El testimonio de D'Halmar consiste en dos anécdotas, de sello inconfundible. Ambas están situadas al borde de la muerte. En la primera el novelista nos relata una escena ocurrida en el Cementerio Católico de Santiago: "Estábamos solos al pie de los dos nichos, otra vez en Santiago, en el Cementerio Católico, y golpeando maquinalmente las lápidas que reunían su nombre, él me habló por la primera y última vez de ese fulano Pezoa y esa viejita Veliz, que sin ser sus padres le habían prohijado y a los cuales él no había sabido sino hacer sufrir con sus arranques incomprensibles: ¡Buenas gentes humildes que, como él decía, habían empollado en su corral un huevo de culebra!
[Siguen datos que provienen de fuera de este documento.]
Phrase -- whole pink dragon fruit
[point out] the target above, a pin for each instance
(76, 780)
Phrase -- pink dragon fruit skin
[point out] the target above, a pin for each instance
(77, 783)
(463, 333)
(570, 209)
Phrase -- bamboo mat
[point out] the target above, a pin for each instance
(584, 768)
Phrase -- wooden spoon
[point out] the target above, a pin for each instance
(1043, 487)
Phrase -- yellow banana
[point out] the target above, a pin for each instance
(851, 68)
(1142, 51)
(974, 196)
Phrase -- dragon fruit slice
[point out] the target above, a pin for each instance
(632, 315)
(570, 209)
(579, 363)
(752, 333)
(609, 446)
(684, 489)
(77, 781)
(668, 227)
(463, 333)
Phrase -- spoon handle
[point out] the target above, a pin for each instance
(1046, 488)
No, no eran sus padres, y sin duda merecían mucho más que ellos su gratitud"[4].
Temas caros a D'Halmar ya asoman aquí: el valor de la gratitud y, sobre todo, ese "huevo de culebra" que es un homenaje que el refinado D'Halmar
hace a un poeta popular. Por eso, mucho más difícil de desmontar es la segunda anécdota, en que se mezclan indiscerniblemente obsesiones dhalmarianas con un hecho en principio verídico:
"Al trasponer el umbral de su sala en el Hospital Alemán del Cerro Alegre, distinguí una mujer cubierta que se levantaba de un ángulo y se retiraba tímidamente. — ¡Adiós, señora! — dijo el enfermo con su voz amarga y como sarcástica. Y volviéndose a mí con brusquedad, cuando ya había salido ella: —¡Eh, hermano, es mi madre, esta vez la de veras; pero ha venido a acordarse de mi un poco demasiado tarde, y en la madre se ama sobre todo a la nodriza!... Cierto que ahora me sirve de enfermera, ¿y no encuentra usted, hermano, que las enfermeras vienen a ser como las nodrizas de la muerte?[5]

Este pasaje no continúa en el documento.